Guardo quei video delle notti a Kiev, mi commuovo e prego
Sembra un sonno delle coscienze, impotenti o scoraggiate. O indifferenti. Eppure l’Italia è un paese che si dice ancora cristiano

A non guardarli, i video dalle notti di Kiev e dal fronte russo, si starebbe indubbiamente meglio. Fanno male, scatenano angoscia quelle immagini di lampi e di fuoco. Perché guardarli allora? Per una sorta di laico, prima ancora che cristiano, dovere di partecipazione alla sofferenza degli altri. Per un commuoversi, muoversi - con, che induca a pregare per degli sconosciuti. Per capire, anche, quanto fortunati siamo, noi, qui, in Italia. In un Paese in pace. E quindi anche ieri mattina ho cercato le notti ucraine sul web. Notte di fuoco su Kiev: un bombardamento inferocito, e il cielo purpureo del riverbero delle fiamme. Sembra, quel cielo, lo stesso colore del sangue. Ma la guerra ha anche una sua colonna sonora. Sono gli schianti aspri dei droni che infrangono le finestre delle case, e le sirene di allarmi antifurto che partono tutte insieme, in coro. È il fruscio metallico dei droni, uno sciabolare maligno sempre più forte, sempre più vicino. Mi immagino cosa sia sentirli arrivare, nelle case in cui dormono figli piccoli. Prenderli in braccio di corsa bisogna, e scappare. L’eco dei droni magari si allontana, ma poi ritorna: come soldati che non avessero terminato il lavoro. Tra uno schianto e l’altro, l’abbaiare dei cani, terrorizzati, povere bestie innocenti. E l’urlo delle sirene delle ambulanze e dei carri dei pompieri, che fende l’aria come una lama di angoscia. E pianti di bambini, e madri che nei rifugi cantano ninne nanne antiche.

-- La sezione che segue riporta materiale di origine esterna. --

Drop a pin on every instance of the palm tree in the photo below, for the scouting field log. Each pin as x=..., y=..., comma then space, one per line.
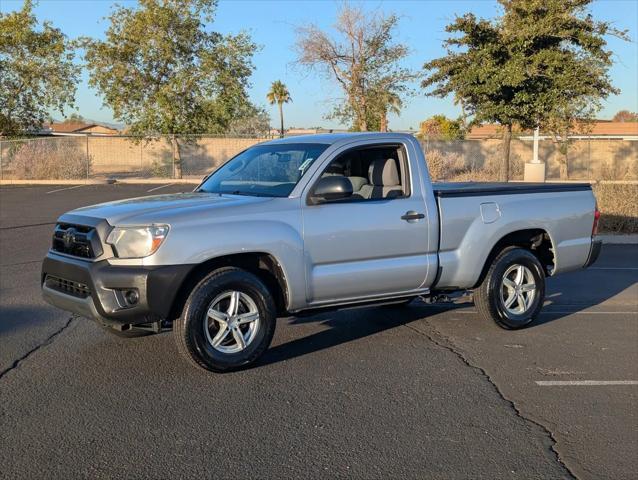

Ma è dal fronte, che vengono le immagini peggiori. La Procura di Kharkiv ha aperto un’indagine preliminare per crimini di guerra dopo la diffusione da parte della 77esima Brigata Aeromobile ucraina di un video che mostra un drone FPV russo uccidere due civili disarmati e il loro cane nei pressi del villaggio di Kruhliakivka, il 3 novembre. L’ho visto quel video: un uomo carico di borse regge una bandiera bianca strappata e cammina su una sterrata, con il suo cane. Un piccolissimo drone lo insegue, lo mira, fa fuoco. L’uomo crolla a terra, il cane agonizza nelle convulsioni della morte. Da dietro arriva un vecchio. Guarda il morto a terra e si fa il segno della croce. Appena in tempo: un drone gli è già addosso.
E, la notte di fitta nebbia che ha permesso ai russi di entrare non visti a Pokrovsk ? Mi è sembrata di sentirla addosso quella nebbia fredda e penetrante, come nella nostra pianura padana; quando case, alberi, e ogni cosa scompaiono in un annichilito biancore. Intanto, non visti, i nemici arrivavano. Dicevo, si starebbe molto meglio a non guardare le immagini dall’Ucraina. E so che molti davanti alla tv cambiano canale. Ma resto convinta che il condividere e il commuoversi, e per noi credenti pregare, è un imperativo morale. C’è però un’altra domanda che mi faccio tra me: in due mesi ci sono state in Europa – Germania, Francia , Belgio, Norvegia e altrove – 25 allarmi per le presenza di droni su aeroporti e basi militari. In Italia, niente: e dunque non c’è un particolare allarme sui media, e fra noi. Mi chiedo quanto a lungo potremo illuderci che questa è una guerra degli altri, con cui noi non c’entriamo. La serenità con cui discutiamo di Sinner o della Nazionale di Gattuso, o degli sviluppi dell’indagine sull’omicidio di Garlasco, come fosse un film, mi inquieta. Sembra un sonno delle coscienze, impotenti o scoraggiate. O indifferenti. Eppure l’Italia è un paese che si dice ancora cristiano. Questa distrazione mi turba quasi quanto la guerra. Mi guardo intorno, e non so più chi siamo, e in che crediamo.